America has probably supplied the world with more new religions than any other nation. Since the first half of the 19th century, the country's atmosphere of religious experimentation has produced dozens of movements, from Mormonism to a wide range of nature-based practices grouped under the name Wicca.
By 1970 the religious scholar Jacob Needleman popularized the term "New Religious Movements" (NRM) to classify the new faiths, or variants of old ones, that were being embraced by the Woodstock generation. But how do we tell when a religious movement ceases to be novel or unusual and becomes a cult?

It's a question with a long history in this country. The controversy involving Hollywood writer-director Paul Haggis is only its most recent occurrence. Mr. Haggis left the Church of Scientology and has accused it of abusive practices, including demands that members disconnect from their families, which the church vigorously denies.

To use the term cult too casually risks tarring the merely unconventional, for which America has long been a safe harbor. In the early 19th century, the "Burned-over District" of central New York state—so named for the religious passions of those who settled there following the Revolutionary War—gave rise to a wave of new movements, including Mormonism, Seventh-Day Adventism and Spiritualism (or talking to the dead). It was an era, as historian Sydney E. Ahlstrom wrote, when "Farmers became theologians, offbeat village youths became bishops, odd girls became prophets."

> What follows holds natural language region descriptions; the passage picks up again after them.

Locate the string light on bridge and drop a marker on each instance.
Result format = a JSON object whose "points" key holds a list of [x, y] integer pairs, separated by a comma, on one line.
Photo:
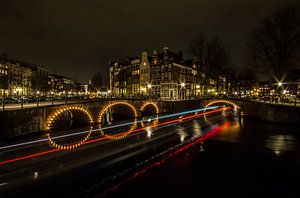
{"points": [[106, 108], [53, 118]]}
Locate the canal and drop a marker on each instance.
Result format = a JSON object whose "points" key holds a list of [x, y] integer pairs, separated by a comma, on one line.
{"points": [[247, 158], [250, 159]]}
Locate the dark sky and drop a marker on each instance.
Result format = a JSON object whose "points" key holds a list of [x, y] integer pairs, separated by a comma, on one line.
{"points": [[77, 38]]}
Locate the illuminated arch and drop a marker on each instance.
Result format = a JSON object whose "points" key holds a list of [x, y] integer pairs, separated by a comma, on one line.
{"points": [[52, 119], [123, 135], [224, 102], [155, 120], [152, 104]]}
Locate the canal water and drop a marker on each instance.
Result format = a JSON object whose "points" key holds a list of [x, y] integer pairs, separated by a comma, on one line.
{"points": [[250, 159]]}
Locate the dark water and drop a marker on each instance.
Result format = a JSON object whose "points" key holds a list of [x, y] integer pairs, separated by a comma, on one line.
{"points": [[250, 159]]}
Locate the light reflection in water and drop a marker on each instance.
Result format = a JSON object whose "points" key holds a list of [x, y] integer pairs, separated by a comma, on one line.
{"points": [[182, 134], [280, 143], [148, 131], [197, 128]]}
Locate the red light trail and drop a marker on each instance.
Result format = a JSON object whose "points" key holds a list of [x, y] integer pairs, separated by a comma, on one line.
{"points": [[104, 138], [171, 154]]}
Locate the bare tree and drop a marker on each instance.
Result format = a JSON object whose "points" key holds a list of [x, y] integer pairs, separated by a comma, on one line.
{"points": [[274, 45], [212, 55]]}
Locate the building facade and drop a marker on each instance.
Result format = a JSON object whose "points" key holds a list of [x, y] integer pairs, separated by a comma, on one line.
{"points": [[163, 75]]}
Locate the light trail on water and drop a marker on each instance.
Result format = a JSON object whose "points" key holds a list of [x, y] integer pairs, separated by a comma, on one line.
{"points": [[104, 138], [164, 156], [108, 127]]}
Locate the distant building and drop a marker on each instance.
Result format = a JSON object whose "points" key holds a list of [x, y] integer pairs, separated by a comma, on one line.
{"points": [[21, 79], [60, 84], [164, 75]]}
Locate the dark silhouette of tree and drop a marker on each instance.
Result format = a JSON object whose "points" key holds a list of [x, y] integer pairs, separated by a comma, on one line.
{"points": [[212, 55], [274, 45]]}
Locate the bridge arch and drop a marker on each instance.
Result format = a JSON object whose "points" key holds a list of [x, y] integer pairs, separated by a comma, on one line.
{"points": [[223, 102], [106, 108], [153, 104], [55, 116]]}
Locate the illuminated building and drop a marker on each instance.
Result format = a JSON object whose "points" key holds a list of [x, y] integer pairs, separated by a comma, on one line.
{"points": [[164, 75]]}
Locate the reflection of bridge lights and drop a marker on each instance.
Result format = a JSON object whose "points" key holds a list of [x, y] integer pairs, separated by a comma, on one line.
{"points": [[182, 134], [149, 131], [106, 108], [53, 117], [150, 103], [236, 107]]}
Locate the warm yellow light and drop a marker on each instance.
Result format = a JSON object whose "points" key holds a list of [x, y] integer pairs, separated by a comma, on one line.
{"points": [[109, 106], [52, 118]]}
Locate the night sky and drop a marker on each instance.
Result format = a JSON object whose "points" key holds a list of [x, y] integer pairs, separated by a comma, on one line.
{"points": [[77, 38]]}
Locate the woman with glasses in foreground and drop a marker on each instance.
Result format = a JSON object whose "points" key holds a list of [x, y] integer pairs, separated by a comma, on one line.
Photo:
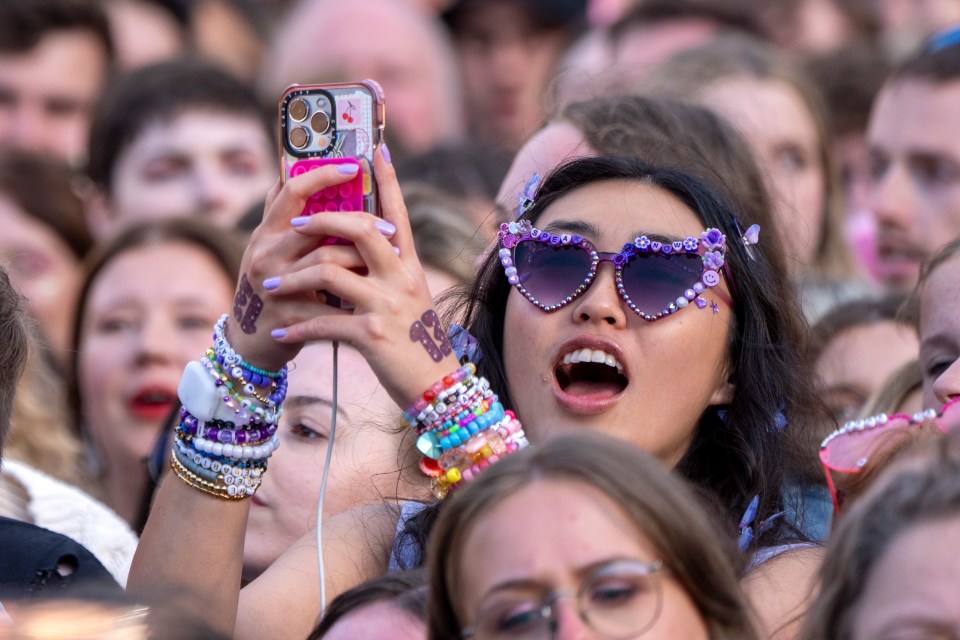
{"points": [[582, 536], [639, 309]]}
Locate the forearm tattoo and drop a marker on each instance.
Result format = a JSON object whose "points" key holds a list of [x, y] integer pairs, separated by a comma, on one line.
{"points": [[437, 344], [247, 306]]}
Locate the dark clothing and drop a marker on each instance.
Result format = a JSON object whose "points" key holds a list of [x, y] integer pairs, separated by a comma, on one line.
{"points": [[36, 562]]}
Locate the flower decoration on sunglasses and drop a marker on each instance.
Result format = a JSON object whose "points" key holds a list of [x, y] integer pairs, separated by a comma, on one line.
{"points": [[655, 278]]}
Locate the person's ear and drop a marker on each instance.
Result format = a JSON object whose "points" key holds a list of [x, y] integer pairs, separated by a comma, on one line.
{"points": [[724, 393]]}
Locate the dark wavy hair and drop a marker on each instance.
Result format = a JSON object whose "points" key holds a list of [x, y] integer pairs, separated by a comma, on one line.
{"points": [[738, 450]]}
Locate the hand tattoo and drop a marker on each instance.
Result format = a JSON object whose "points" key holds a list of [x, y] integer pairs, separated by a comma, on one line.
{"points": [[437, 346], [247, 306]]}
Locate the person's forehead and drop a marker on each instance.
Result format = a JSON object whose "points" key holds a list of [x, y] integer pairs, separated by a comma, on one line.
{"points": [[917, 112]]}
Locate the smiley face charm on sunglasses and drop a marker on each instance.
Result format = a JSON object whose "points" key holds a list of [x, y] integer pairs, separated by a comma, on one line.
{"points": [[655, 276]]}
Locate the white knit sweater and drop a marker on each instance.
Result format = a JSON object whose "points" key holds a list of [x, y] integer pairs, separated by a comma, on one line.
{"points": [[63, 508]]}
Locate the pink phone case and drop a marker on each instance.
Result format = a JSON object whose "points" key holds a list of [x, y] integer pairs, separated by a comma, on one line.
{"points": [[337, 123]]}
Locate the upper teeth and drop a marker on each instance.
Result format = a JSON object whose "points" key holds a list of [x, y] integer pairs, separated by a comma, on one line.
{"points": [[592, 355]]}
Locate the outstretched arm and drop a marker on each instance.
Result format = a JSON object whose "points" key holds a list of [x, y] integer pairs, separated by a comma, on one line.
{"points": [[193, 542]]}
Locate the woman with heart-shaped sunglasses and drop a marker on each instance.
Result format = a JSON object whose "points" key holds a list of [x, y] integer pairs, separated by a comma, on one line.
{"points": [[687, 345]]}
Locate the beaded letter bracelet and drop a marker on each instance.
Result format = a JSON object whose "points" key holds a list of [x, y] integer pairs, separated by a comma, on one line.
{"points": [[227, 429], [461, 429]]}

When the California Gold Rush of 1849 enticed settlers westward, the nation's passion for religious novelty moved with them. By the early 20th century, sunny California had replaced New York as America's laboratory for avant-garde spirituality. Without the weight of tradition and the ecclesiastical structures that bring some predictability to congregational life, some movements were characterized by a make-it-up-as-you-go approach that ultimately came to redefine people, money and propriety as movable parts intended to benefit the organization.

Many academics and observers of cult phenomena, such as psychologist Philip G. Zimbardo of Stanford, agree on four criteria to define a cult. The first is behavior control, i.e., monitoring of where you go and what you do. The second is information control, such as discouraging members from reading criticism of the group. The third is thought control, placing sharp limits on doctrinal questioning. The fourth is emotional control—using humiliation or guilt. Yet at times these traits can also be detected within mainstream faiths. So I would add two more categories: financial control and extreme leadership.

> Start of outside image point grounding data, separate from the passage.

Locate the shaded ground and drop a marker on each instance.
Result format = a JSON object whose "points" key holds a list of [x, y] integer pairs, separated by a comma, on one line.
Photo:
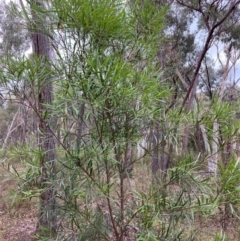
{"points": [[17, 218]]}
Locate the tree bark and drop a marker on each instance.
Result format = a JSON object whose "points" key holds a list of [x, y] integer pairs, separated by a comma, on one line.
{"points": [[42, 50]]}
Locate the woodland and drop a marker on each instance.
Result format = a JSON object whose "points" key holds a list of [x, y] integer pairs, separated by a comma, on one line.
{"points": [[119, 120]]}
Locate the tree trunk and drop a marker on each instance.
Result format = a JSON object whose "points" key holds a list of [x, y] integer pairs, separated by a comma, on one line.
{"points": [[42, 50], [155, 159]]}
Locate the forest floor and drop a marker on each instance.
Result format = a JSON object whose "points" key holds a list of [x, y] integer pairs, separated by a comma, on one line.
{"points": [[18, 218]]}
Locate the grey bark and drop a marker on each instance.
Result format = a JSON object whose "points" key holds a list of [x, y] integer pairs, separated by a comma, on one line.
{"points": [[42, 50]]}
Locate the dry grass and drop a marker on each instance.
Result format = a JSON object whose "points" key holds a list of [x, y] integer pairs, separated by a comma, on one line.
{"points": [[17, 217]]}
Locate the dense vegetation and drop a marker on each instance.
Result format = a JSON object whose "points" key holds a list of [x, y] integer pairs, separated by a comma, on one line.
{"points": [[120, 120]]}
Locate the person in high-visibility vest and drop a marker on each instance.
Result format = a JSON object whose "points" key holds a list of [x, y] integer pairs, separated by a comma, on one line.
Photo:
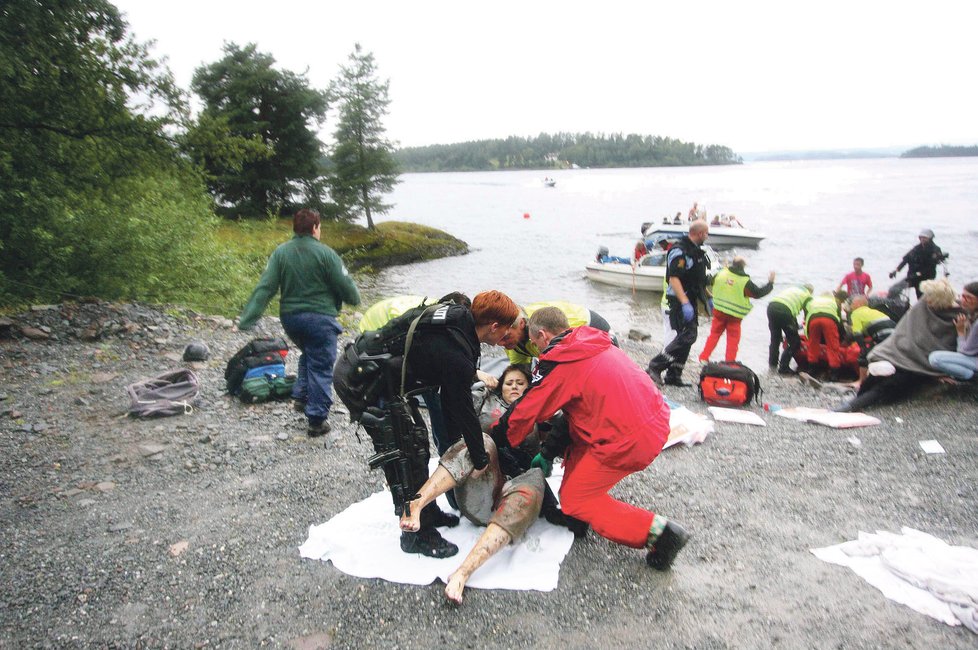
{"points": [[823, 322], [782, 319], [732, 291]]}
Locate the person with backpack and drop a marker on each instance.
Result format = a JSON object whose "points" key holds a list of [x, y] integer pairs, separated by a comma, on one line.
{"points": [[732, 291], [782, 319], [440, 349], [313, 285]]}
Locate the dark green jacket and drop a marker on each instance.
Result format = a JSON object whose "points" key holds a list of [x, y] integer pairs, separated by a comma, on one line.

Financial control translates into levying ruinous dues or fees, or effectively hiring members and placing them on stipends or sales quotas. Consider the once-familiar image of Hare Krishna devotees selling books in airports. Or a friend of mine—today a respected officer with a nonprofit organization—who recalls how his departure from the Rev. Sun Myung Moon's Unification Church was complicated by the problem of a massive hole in his résumé, reflecting the years he had financially committed himself to the church.

Problems with extremist leadership can be more difficult to spot. The most tragic cult of the last century was the Rev. Jim Jones's Peoples Temple, which ended with mass murder and suicide in the jungles of Guyana in 1978. Only a few early observers understood Jones as dangerously erratic. Known for his racially diverse San Francisco congregation, Jones was widely feted on the local political scene in the 1970s. He was not some West Coast New Ager gone bad. He emerged instead from the mainstream Christian Church (Disciples of Christ) pulpit, which sometimes lent a reassuringly Middle-American tone to his sermons.

Yet every coercive religious group harbors one telltale trait: untoward secrecy. As opposed to a cult, a religious culture ought to be as simple to enter or exit, for members or observers, as any free nation. Members should experience no impediment to relationships, ideas or travel, and the group's finances should be reasonably transparent. Its doctrine need not be conventional—but it should be knowable to outsiders. Absent those qualities, an unorthodox religion can descend into something darker.


Mr. Horowitz, the editor in chief of Tarcher/Penguin in New York and the author of "Occult America" (Bantam), is writing a history of the positive-thinking movement.